Configuring authentication | Zep Documentation

Available to Enterprise Plan customers only.

This page is for administrators. It covers connecting a project’s Memory MCP Server to your identity provider so end users can sign in and reach their own memory. For the end-user side, see Connecting a client.

Before you start

The Memory MCP Server must be enabled for your account. Contact sales if it is not yet available.
You need the mcp.connection.manage capability on the project. This is a dedicated capability, separate from member OIDC configuration — see Role-Based Access Control.
Register an OIDC application (a confidential client) in your identity provider so Zep can sign users in. You will need its client ID and client secret, and the provider’s issuer URL.

Zep sends users to your identity provider to log in; it never stores end-user credentials. Each project has one active connection — one identity provider.

Configure the connection

You configure the connection in the Zep Dashboard under your project’s Settings ▸ MCP page.

Create an OIDC application in your IdP

Register a confidential OIDC client. Set its redirect URI to Zep’s OAuth callback, shown on the MCP settings page when you create the connection. Note the client ID, client secret, and issuer URL.

Create the connection in Zep

On Settings ▸ MCP, create a connection and enter your identity provider’s issuer URL and client credentials. Zep validates the issuer and finds its signing keys automatically. The client secret is stored securely and is never displayed again.

Set identity mapping and admission gates

Choose the claim that maps to a Zep user and configure any admission restrictions. See the field reference below.

Decide on writes and provisioning

Leave the connection read-only or opt into writes, and decide whether new users are provisioned automatically. See Writes and Provisioning new users.

Enable the connection

Enable the connection. Until you enable it, clients cannot connect to the project’s MCP endpoint.

Connection settings

Setting	Description
Identity provider issuer URL	The OIDC issuer for your provider. Validated when you create the connection.
JWKS URL	The provider’s signing-key endpoint. Found automatically from the issuer if you leave it blank.
Client ID and client secret	The credentials for the OIDC application you registered. The secret is write-only — Zep never displays it again.
User ID claim	The claim mapped to the Zep user. Defaults to `sub`. Confirm your chosen claim is a stable identifier for each user, and set it before users connect — changing it later breaks the mapping, and existing users return as new ones.
Email claim	Optional claim used to populate the user’s email.
Allowed domains	Optional list restricting access to users whose email is in these domains.
Groups claim and allowed groups	Optional claim and list restricting access to members of specific groups.
Just-in-time provisioning	Whether a new user is created on first sign-in. Off by default.
Allow writes	Whether connected clients may write to memory. Off by default.
Access token lifetime	How long an issued token stays valid, from 60 seconds to 24 hours. Defaults to about five minutes.

Admission gates

Allowed domains and allowed groups are admission gates, checked at login. Group membership comes from the OIDC groups claim, which is only as fresh as the user’s last login — treat these gates as coarse admission control, not live revocation. To stop access immediately, revoke the user’s session or disable the connection (see Revoking access).

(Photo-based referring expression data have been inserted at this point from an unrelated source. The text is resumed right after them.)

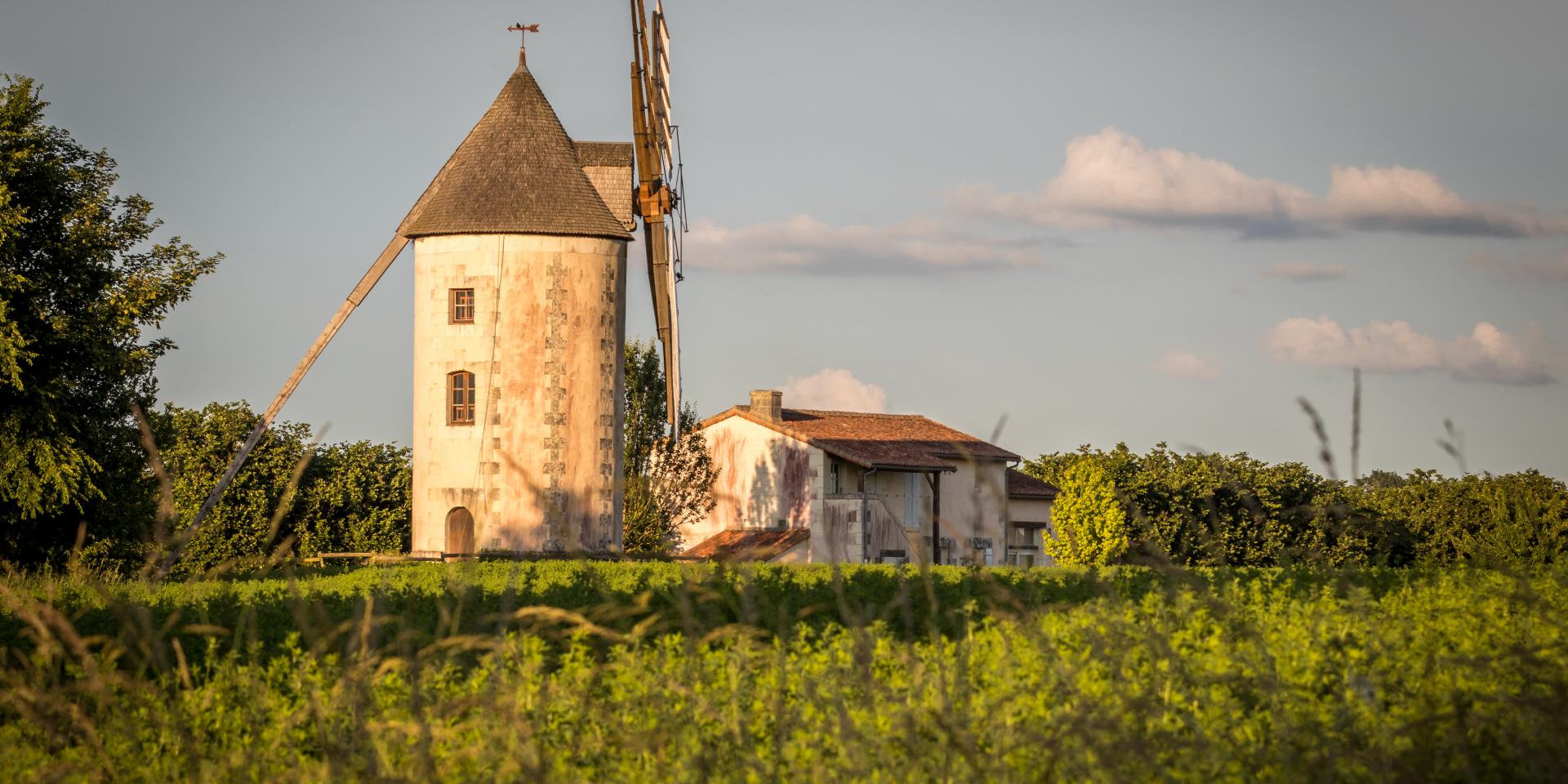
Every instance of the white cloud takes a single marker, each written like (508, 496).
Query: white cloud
(1394, 347)
(1186, 364)
(835, 390)
(1114, 179)
(806, 245)
(1529, 267)
(1307, 272)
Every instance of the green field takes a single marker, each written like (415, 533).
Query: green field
(656, 671)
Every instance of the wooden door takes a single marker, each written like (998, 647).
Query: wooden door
(460, 530)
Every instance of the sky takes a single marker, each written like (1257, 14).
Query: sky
(1056, 223)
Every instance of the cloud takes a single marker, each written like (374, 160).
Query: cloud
(1114, 179)
(835, 390)
(1528, 267)
(1307, 272)
(1394, 347)
(806, 245)
(1186, 364)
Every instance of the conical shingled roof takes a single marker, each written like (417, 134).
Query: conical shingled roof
(516, 173)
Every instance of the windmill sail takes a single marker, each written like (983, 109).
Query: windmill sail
(657, 162)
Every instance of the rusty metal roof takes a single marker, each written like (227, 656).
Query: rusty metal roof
(883, 441)
(519, 173)
(748, 545)
(1021, 485)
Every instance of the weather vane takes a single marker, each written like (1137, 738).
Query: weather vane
(523, 32)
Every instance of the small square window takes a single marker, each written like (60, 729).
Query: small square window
(460, 397)
(461, 306)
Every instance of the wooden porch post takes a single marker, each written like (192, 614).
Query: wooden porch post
(937, 514)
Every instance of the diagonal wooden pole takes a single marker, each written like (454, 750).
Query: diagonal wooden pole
(358, 295)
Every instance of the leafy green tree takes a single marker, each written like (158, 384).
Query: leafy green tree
(80, 284)
(250, 521)
(291, 494)
(1090, 524)
(354, 497)
(668, 483)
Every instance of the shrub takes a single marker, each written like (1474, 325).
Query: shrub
(1090, 526)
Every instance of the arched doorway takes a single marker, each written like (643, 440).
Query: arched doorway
(460, 530)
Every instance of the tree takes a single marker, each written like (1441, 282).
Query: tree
(80, 283)
(1090, 524)
(291, 494)
(356, 497)
(668, 482)
(250, 521)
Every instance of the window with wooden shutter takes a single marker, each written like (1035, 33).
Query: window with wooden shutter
(461, 306)
(460, 399)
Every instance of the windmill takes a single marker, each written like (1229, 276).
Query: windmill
(552, 414)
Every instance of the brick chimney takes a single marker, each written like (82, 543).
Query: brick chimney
(767, 403)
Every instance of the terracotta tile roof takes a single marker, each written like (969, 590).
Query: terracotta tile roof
(1021, 485)
(883, 441)
(518, 173)
(750, 545)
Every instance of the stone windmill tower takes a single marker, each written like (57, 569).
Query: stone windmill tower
(519, 327)
(519, 317)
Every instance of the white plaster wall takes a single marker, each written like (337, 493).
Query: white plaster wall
(538, 466)
(764, 477)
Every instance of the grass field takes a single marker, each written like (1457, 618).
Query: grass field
(654, 671)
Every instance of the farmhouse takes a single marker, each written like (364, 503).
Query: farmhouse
(843, 487)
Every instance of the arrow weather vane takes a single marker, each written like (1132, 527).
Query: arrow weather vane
(523, 32)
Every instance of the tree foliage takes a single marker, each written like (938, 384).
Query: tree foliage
(80, 284)
(668, 482)
(1090, 526)
(1214, 510)
(292, 494)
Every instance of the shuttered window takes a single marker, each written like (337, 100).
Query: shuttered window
(461, 305)
(460, 397)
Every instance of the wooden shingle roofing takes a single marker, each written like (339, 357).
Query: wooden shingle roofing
(882, 441)
(519, 173)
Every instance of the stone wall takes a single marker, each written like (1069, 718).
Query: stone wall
(540, 466)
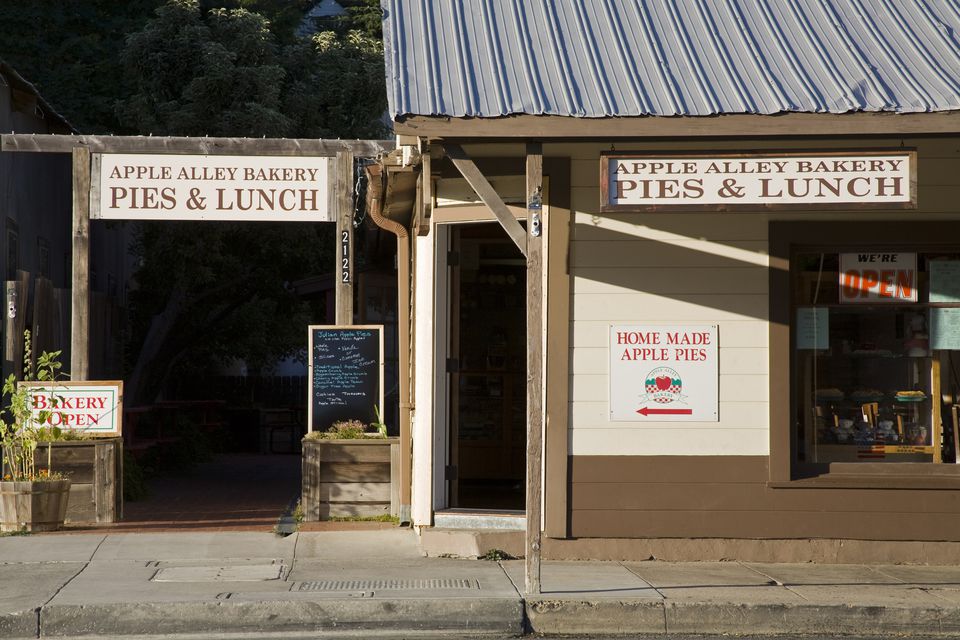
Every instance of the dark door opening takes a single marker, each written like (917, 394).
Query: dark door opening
(488, 370)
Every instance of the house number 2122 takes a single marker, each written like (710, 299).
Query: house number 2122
(345, 257)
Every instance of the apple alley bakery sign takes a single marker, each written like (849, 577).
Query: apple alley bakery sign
(632, 182)
(197, 187)
(92, 408)
(664, 373)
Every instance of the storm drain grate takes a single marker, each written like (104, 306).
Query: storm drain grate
(377, 585)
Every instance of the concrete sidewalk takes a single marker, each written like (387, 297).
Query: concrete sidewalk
(334, 583)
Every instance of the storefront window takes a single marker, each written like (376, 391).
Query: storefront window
(876, 336)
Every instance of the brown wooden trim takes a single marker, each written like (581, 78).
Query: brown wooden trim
(784, 239)
(787, 124)
(80, 298)
(556, 173)
(535, 369)
(558, 227)
(488, 194)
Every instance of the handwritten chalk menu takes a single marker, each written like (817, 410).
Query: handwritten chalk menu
(346, 374)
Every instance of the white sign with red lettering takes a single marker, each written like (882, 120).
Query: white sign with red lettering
(828, 180)
(869, 278)
(190, 187)
(93, 408)
(664, 373)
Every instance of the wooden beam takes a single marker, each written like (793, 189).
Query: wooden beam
(198, 146)
(80, 307)
(535, 337)
(344, 252)
(488, 194)
(786, 124)
(424, 212)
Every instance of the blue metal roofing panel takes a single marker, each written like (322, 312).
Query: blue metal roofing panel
(600, 58)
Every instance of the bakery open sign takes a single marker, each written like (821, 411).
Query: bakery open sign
(93, 408)
(664, 373)
(871, 278)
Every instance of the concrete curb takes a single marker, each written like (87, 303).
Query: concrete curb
(474, 616)
(18, 624)
(611, 616)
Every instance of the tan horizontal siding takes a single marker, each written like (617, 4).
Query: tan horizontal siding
(670, 439)
(670, 226)
(642, 308)
(687, 496)
(681, 280)
(633, 252)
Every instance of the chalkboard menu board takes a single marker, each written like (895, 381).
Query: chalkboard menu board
(346, 374)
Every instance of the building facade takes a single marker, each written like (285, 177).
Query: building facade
(749, 274)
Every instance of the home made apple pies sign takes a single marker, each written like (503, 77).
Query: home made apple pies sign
(664, 373)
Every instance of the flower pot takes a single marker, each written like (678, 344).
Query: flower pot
(33, 505)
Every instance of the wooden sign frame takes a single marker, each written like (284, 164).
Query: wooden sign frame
(68, 386)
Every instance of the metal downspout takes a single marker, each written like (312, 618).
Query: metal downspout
(375, 190)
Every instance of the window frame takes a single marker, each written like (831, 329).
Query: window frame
(786, 241)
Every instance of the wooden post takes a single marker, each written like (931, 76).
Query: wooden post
(80, 313)
(344, 252)
(534, 364)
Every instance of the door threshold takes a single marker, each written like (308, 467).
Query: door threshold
(500, 519)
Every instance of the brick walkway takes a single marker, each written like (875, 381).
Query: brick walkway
(235, 492)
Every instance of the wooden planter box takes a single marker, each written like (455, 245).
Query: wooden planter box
(33, 506)
(350, 478)
(95, 469)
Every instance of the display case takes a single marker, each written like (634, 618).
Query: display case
(871, 391)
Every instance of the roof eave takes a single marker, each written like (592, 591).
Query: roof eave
(785, 124)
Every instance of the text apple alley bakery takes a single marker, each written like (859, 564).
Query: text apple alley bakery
(759, 180)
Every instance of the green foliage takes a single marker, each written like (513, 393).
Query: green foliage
(345, 430)
(339, 89)
(20, 428)
(379, 425)
(496, 554)
(68, 51)
(207, 292)
(381, 518)
(198, 74)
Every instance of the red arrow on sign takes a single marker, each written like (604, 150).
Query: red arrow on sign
(664, 412)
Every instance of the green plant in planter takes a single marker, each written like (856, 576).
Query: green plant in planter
(20, 428)
(346, 430)
(379, 425)
(31, 498)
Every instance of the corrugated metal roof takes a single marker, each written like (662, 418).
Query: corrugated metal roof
(597, 58)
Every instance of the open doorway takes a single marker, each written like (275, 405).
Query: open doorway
(487, 370)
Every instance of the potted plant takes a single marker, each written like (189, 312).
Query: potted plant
(348, 470)
(32, 497)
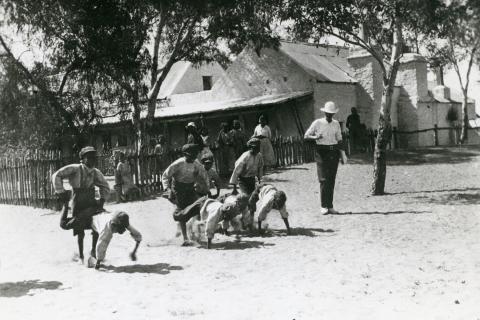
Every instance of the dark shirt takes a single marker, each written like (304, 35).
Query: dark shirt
(353, 122)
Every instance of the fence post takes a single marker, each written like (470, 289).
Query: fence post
(395, 138)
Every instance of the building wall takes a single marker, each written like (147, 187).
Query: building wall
(192, 80)
(368, 73)
(344, 96)
(280, 118)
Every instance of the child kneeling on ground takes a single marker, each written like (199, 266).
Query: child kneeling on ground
(105, 225)
(268, 198)
(208, 213)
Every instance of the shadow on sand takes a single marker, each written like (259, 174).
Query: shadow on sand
(451, 199)
(378, 212)
(158, 268)
(433, 191)
(423, 156)
(240, 245)
(22, 288)
(307, 232)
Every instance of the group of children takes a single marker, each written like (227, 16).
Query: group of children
(187, 182)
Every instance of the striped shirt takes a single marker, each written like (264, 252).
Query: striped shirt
(80, 176)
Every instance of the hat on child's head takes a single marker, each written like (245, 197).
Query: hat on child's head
(206, 159)
(330, 107)
(86, 150)
(121, 219)
(253, 142)
(190, 149)
(280, 198)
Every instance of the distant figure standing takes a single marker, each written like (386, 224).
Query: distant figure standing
(206, 152)
(193, 137)
(129, 190)
(354, 127)
(239, 139)
(263, 132)
(161, 152)
(226, 157)
(328, 136)
(248, 167)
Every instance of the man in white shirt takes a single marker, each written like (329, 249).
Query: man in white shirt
(329, 147)
(248, 167)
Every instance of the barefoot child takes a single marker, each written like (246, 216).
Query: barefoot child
(211, 212)
(248, 167)
(83, 178)
(181, 182)
(267, 197)
(105, 225)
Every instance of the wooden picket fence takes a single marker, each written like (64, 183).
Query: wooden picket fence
(292, 150)
(27, 180)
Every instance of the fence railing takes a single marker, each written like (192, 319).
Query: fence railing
(27, 180)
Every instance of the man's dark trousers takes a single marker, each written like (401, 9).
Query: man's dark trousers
(327, 158)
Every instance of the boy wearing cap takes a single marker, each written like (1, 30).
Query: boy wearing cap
(265, 198)
(239, 139)
(213, 177)
(329, 148)
(248, 167)
(83, 178)
(181, 182)
(105, 225)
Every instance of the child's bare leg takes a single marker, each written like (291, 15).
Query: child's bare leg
(93, 252)
(183, 227)
(260, 231)
(80, 237)
(209, 243)
(63, 218)
(287, 225)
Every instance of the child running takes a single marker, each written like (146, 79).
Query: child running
(182, 181)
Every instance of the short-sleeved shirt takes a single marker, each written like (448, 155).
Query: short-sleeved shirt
(186, 172)
(331, 132)
(248, 165)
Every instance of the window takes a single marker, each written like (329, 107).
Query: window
(207, 82)
(122, 140)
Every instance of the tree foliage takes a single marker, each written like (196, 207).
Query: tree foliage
(134, 43)
(377, 26)
(457, 42)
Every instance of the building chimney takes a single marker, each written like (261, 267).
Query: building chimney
(438, 74)
(441, 91)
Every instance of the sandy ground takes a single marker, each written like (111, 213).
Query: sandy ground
(411, 254)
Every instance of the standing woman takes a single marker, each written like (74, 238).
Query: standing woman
(224, 143)
(263, 132)
(328, 151)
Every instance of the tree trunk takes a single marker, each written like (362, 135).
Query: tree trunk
(384, 124)
(382, 140)
(464, 133)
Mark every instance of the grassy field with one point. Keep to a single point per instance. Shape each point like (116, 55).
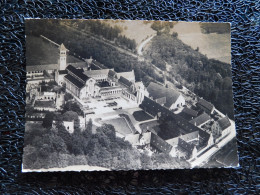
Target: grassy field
(141, 116)
(120, 125)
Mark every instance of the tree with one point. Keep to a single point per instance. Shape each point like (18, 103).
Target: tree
(68, 97)
(47, 121)
(89, 126)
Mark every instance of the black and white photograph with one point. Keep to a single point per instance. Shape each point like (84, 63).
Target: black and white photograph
(128, 95)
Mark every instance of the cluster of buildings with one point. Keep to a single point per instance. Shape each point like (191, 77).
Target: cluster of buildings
(184, 135)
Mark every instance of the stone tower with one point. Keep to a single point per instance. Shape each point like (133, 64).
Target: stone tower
(63, 57)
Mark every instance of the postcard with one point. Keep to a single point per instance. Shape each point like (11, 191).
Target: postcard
(128, 95)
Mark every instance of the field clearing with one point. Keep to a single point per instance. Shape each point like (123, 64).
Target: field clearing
(120, 125)
(141, 116)
(33, 126)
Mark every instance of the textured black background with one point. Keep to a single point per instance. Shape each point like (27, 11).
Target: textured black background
(244, 16)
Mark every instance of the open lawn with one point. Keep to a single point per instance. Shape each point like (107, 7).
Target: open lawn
(141, 116)
(42, 52)
(120, 125)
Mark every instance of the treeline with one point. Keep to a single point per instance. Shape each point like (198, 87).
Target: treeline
(208, 78)
(86, 47)
(97, 27)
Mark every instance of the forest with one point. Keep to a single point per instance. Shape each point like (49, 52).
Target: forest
(48, 147)
(86, 47)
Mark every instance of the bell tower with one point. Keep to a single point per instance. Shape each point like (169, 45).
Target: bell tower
(63, 57)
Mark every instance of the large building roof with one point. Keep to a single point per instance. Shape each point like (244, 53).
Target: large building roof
(128, 75)
(205, 104)
(42, 67)
(157, 91)
(40, 52)
(125, 82)
(188, 147)
(204, 117)
(78, 72)
(190, 112)
(224, 123)
(73, 80)
(133, 139)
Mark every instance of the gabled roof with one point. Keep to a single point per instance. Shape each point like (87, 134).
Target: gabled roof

Widening an admission gate — adding domains or groups — requires an explicit re-confirmation step in the dashboard.

Writes

A connection is read-only by default: connected clients can read memory but not change it, and the write tools are hidden. Enabling writes exposes the add_memory tool so clients can add to a user’s memory.

An account-level writes kill switch overrides every connection’s write setting. It is off by default; when you engage it for incident response, all writes are blocked regardless of per-connection configuration.

Provisioning new users

Just-in-time provisioning is off by default. When it is off, only existing Zep users can connect, and an unknown user is turned away. When it is on, a user who signs in successfully and passes the admission gates is created on first connect. Provisioning is rate-limited per account.

Revoking access

One user: revoke the user’s session. They cannot obtain a new token; a token already issued keeps working until it expires (about five minutes by default).
Everyone: disable the connection. New sign-ins are refused immediately, and tokens already issued stop working within a few minutes.
All writes: engage the account-level writes kill switch.

Lower the connection’s access token lifetime to shorten how long a revoked token can linger.

Auditing

Every connection change — create, update, enable, disable, delete — is recorded in an audit log with the member who made it and a before-and-after snapshot. Review it on the MCP settings page. Changes to writes, provisioning, and the admission gates are the ones to watch.